Recently, there was a study published in NEJM by Schieffelin et al, which reported observations made at the Kenema hospital in Sierra Leone. There, they found 57 percent mortality among those younger than 21, and 94 percent mortality among those aged 45 and older. Overall fatality from Ebola was 74 percent. These are some pretty scary numbers and they simply do not compare with what has been reported in the case updates provided by WHO and the CDC. In the latest situation update from WHO, Sierra Leone reports a total of 6190 cases, with 5150 of them being confirmed and only 1267 fatalities. If you calculate the mortality from this report, you get only 20% using total cases or 24% if you only use confirmed cases number. The most likely explanation is that the numbers reported in WHO and CDC surveys are bogus.
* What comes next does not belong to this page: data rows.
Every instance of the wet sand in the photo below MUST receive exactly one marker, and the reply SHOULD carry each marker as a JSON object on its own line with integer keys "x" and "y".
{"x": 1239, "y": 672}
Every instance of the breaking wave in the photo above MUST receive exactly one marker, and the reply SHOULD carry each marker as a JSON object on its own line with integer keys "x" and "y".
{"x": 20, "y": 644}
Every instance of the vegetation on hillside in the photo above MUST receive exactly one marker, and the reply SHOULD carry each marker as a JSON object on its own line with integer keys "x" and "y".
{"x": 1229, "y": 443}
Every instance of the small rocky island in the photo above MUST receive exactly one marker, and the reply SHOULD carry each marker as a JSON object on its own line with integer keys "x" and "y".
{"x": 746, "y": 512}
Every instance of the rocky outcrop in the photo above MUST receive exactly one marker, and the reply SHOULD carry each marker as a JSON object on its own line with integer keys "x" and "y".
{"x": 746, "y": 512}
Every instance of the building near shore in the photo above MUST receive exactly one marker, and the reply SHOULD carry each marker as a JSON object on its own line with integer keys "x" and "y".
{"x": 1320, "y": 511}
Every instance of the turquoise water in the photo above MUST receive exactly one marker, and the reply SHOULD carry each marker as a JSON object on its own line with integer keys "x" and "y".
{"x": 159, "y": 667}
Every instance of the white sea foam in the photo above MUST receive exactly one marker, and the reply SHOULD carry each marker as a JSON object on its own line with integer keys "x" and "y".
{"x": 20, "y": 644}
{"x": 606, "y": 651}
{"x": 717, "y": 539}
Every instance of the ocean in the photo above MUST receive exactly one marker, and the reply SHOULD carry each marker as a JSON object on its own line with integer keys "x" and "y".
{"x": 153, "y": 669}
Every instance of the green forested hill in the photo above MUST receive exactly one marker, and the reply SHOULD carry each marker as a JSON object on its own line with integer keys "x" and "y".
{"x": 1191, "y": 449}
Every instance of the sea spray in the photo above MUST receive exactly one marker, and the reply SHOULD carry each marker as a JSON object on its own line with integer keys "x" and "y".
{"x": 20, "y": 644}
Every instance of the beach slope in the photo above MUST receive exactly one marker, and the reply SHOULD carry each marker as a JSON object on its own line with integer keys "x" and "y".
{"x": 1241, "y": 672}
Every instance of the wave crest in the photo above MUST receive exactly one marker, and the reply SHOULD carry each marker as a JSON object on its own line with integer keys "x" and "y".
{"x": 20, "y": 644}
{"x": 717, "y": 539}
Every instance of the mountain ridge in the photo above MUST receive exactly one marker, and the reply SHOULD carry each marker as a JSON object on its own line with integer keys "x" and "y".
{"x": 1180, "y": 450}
Here in USA, everyone who received treatment early during the course of their illness, including the 2 nurses from Texas and the irresponsible doctor treated in NYC, survived. So how do you square the remarkable survival rates we've seen in the few people treated here at the US, with the survival rates reported in that study cited above? One possibility is that the people who were treated at the Kenema hospital were much sicker than the typical person who contracts this strain of Ebola. Perhaps those with only mild symptoms never show up at treatment centers in Sierra Leone and are able to weather this disease at home. Another possibility is that the folks treated in the U.S. were given medications unavailable in West Africa, such as Zmapp, early during the course of their disease, and such medications proved very effective. To repeat what I said in my opening sentence, we just don't know.